Want to quickly see the raw data of files in Konqueror or KDevelop? This is possible with the KPart coming with Okteta since KDE 4.1:


Open “System Settings”, then select “File Associations” (Found under “Advanced”). Select the file type (e.g. “audio/x-wav”) you want to see the raw data of, choose the tab “Embedding”.

Within “Services Preference Order” press button “Add”, select “Embedded Binary Viewer (oktetapart)” [0] from the list, press “OK”:
File Associations - Add Service

If there are already other services listed in the services list make sure the oktetapart is the first entry by selecting it and pressing “Move Up” as often as needed. Press “Apply” and close the System Settings:
File Associations

[0] Binary Viewer is a misnomer, changed to Hex Viewer for KDE 4.4


Now start Konqueror and click with your right mouse button on a wav file.
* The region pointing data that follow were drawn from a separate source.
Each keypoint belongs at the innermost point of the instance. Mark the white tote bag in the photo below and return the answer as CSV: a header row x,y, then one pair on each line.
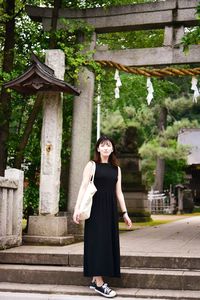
x,y
86,202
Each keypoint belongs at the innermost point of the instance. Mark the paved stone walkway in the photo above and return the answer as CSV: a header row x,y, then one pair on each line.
x,y
181,237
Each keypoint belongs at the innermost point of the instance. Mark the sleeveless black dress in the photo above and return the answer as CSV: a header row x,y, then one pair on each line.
x,y
101,234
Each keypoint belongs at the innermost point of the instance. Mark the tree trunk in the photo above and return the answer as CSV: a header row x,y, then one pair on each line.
x,y
29,125
5,98
160,163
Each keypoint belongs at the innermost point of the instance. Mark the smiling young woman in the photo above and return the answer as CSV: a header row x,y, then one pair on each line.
x,y
101,235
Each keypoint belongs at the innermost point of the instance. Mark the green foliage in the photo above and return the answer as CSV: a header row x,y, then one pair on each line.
x,y
192,35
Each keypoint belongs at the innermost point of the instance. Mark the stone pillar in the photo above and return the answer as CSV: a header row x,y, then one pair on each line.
x,y
48,228
81,137
51,140
81,140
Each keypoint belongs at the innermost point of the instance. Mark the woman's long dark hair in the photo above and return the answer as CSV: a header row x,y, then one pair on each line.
x,y
112,158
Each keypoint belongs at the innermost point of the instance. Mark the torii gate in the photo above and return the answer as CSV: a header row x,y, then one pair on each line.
x,y
172,16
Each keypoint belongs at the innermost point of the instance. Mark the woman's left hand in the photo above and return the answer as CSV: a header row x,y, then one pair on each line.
x,y
127,220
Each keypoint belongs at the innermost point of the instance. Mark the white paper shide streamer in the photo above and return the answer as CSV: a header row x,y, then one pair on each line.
x,y
195,89
118,84
150,90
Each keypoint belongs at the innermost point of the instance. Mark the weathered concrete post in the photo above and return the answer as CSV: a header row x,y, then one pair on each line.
x,y
51,139
47,228
81,137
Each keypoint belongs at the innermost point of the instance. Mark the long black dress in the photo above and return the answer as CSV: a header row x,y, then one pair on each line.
x,y
101,236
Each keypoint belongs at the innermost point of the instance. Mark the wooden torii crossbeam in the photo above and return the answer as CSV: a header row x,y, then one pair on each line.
x,y
171,15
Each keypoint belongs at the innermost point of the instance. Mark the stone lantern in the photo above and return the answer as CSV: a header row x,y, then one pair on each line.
x,y
48,227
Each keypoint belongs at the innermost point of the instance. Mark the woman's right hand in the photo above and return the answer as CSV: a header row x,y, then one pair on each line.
x,y
76,217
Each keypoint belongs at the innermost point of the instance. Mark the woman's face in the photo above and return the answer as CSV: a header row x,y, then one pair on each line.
x,y
105,148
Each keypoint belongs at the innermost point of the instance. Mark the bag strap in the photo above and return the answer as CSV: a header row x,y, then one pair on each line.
x,y
93,171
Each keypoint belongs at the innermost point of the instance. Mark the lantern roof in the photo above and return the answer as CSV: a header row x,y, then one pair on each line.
x,y
40,78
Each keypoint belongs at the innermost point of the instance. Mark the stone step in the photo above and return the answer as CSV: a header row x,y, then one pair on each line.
x,y
132,293
131,278
70,259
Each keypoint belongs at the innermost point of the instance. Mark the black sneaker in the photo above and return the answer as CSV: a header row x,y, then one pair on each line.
x,y
93,285
105,291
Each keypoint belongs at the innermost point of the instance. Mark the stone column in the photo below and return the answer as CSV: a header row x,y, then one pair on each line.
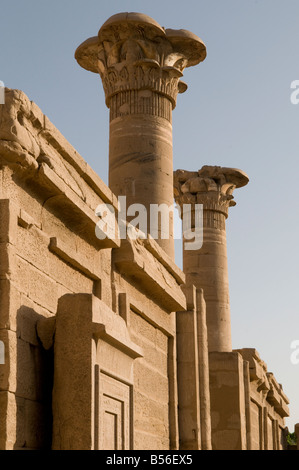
x,y
141,64
206,267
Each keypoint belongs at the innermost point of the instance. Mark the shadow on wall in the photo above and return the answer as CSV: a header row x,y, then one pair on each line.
x,y
34,383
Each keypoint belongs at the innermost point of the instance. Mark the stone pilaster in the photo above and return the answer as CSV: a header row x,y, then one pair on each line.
x,y
206,267
141,65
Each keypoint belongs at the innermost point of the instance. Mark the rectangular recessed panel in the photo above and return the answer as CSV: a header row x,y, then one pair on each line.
x,y
112,413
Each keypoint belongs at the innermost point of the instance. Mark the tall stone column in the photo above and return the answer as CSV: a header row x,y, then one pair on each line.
x,y
141,64
206,267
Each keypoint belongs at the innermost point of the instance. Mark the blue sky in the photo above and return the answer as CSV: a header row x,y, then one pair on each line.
x,y
237,112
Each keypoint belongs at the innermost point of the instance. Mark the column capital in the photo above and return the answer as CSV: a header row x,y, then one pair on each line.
x,y
212,186
133,53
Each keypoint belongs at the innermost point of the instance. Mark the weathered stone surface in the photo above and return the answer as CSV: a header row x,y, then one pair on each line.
x,y
141,64
206,268
108,340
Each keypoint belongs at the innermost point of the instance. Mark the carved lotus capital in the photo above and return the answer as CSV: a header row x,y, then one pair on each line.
x,y
133,52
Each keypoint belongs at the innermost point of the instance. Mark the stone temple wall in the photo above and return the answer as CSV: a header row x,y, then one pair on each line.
x,y
49,250
108,344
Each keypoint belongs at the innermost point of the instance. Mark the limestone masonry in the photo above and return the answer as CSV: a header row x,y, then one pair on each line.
x,y
108,344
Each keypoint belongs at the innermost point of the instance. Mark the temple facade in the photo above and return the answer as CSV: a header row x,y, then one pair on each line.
x,y
108,344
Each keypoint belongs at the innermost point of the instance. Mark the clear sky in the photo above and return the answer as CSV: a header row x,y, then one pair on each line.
x,y
237,112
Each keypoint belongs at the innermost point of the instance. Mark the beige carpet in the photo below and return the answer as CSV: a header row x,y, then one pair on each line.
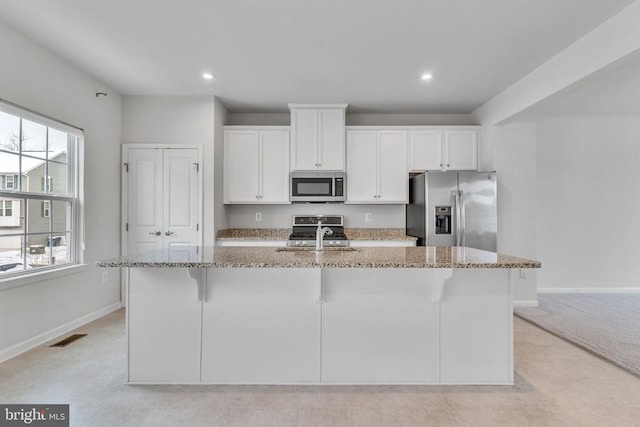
x,y
607,325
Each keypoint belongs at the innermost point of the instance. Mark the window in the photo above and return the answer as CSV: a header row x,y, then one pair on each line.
x,y
46,208
40,209
49,186
6,207
9,182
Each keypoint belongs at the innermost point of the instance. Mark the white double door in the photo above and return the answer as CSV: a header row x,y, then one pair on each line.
x,y
163,206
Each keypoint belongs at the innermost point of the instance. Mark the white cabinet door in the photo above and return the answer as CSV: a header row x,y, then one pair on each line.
x,y
461,150
163,198
377,166
304,127
256,166
331,139
241,166
318,138
164,325
425,150
274,167
393,176
361,166
261,326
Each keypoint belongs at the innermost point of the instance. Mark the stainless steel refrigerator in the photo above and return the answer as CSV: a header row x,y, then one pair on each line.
x,y
453,208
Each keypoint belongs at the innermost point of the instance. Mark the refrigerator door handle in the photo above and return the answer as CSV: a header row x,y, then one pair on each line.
x,y
462,230
457,207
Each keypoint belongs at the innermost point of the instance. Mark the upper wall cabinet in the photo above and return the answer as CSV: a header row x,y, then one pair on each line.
x,y
377,166
443,149
256,165
317,137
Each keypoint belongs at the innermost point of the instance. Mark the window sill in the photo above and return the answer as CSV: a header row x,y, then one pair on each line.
x,y
30,278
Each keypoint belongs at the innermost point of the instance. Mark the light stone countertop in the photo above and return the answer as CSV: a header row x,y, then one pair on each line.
x,y
283,234
268,257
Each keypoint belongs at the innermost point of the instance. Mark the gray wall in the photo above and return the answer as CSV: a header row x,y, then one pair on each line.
x,y
588,202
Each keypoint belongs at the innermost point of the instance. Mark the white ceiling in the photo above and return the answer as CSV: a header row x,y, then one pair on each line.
x,y
612,91
265,54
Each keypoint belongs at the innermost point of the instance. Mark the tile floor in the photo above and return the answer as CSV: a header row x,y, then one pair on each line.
x,y
557,384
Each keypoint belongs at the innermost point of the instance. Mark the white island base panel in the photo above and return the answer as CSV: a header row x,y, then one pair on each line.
x,y
320,326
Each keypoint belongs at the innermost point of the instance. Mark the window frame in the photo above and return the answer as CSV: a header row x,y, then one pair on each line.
x,y
3,207
74,196
6,182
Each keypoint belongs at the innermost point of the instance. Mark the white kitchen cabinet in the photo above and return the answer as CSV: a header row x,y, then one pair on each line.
x,y
377,166
317,137
443,149
378,326
256,165
261,326
164,326
476,327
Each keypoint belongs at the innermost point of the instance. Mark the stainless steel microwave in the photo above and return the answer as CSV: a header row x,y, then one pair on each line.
x,y
317,186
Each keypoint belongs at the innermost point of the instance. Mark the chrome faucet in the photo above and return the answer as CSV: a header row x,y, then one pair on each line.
x,y
320,233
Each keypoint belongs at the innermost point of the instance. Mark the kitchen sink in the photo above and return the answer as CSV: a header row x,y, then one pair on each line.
x,y
312,249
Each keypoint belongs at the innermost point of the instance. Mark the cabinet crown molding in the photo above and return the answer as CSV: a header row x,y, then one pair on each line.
x,y
296,106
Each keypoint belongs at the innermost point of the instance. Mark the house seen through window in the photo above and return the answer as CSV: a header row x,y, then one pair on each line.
x,y
39,181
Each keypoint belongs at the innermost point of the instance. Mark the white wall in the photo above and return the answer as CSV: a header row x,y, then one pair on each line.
x,y
176,120
514,159
357,119
38,80
280,216
588,202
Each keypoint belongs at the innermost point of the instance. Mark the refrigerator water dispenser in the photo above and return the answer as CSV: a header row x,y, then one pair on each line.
x,y
443,220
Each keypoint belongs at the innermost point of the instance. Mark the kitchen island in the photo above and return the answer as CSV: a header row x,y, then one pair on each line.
x,y
257,315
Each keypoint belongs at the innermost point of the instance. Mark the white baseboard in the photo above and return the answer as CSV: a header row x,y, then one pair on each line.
x,y
526,303
27,345
588,290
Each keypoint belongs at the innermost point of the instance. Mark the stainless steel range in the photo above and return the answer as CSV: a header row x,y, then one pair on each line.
x,y
305,229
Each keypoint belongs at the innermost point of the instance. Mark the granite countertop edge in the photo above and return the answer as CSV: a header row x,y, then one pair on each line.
x,y
267,257
243,234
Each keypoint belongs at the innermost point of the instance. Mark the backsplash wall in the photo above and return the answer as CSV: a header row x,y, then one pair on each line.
x,y
280,216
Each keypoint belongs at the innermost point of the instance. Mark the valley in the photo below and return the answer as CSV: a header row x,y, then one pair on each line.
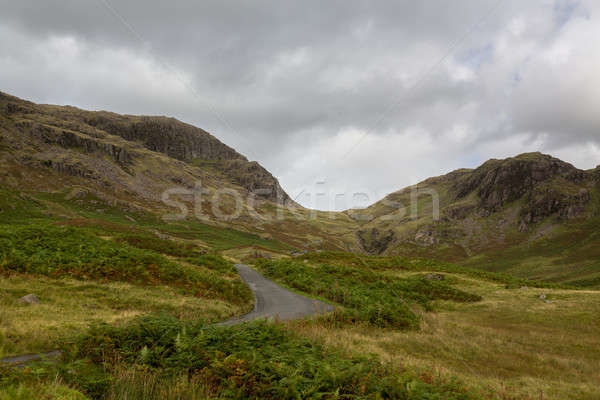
x,y
479,284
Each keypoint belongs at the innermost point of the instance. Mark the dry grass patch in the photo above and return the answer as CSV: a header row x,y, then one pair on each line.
x,y
512,342
69,306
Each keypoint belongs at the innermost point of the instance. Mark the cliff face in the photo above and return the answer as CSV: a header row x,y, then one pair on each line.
x,y
139,154
166,135
496,205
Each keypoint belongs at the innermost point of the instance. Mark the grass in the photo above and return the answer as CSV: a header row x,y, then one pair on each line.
x,y
163,358
69,306
70,252
367,296
50,391
511,343
570,256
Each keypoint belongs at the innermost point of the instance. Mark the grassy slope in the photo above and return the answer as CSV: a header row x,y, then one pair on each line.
x,y
571,255
511,343
87,261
In the context menu select “Preview in Embedded Binary Viewer” and you should see the raw data of that file:
Hex View in Konqueror
In KDevelop you do as you do with text files, just select a wav file and it will be shown as hex view:
Hex View in KDevelop

Beware: This viewer is only read-only. And while using the Okteta core libs it currently does not come with any of the tools included in Okteta. This hopefully will change for KDE 4.4, but don’t hold your breath (better sit down and help with coding 🙂 ).


If you want to undo this change for the file type, go to the settings as described above, select “Embedded Binary Viewer (oktetapart)” in the list under “Services Preference Order” and press “Remove”.


Since its version 4.1 KDevelop has built-in support for viewing and editing of files as byte arrays (of course using the Okteta libraries). To open a file as byte array, use the context menu on a file in the “Filesystem”, “Projects” or “Documents” toolview (by click with the right mouse button) and chose “Open as Byte Array”. So for KDevelop using the Okteta KPart is no longer needed.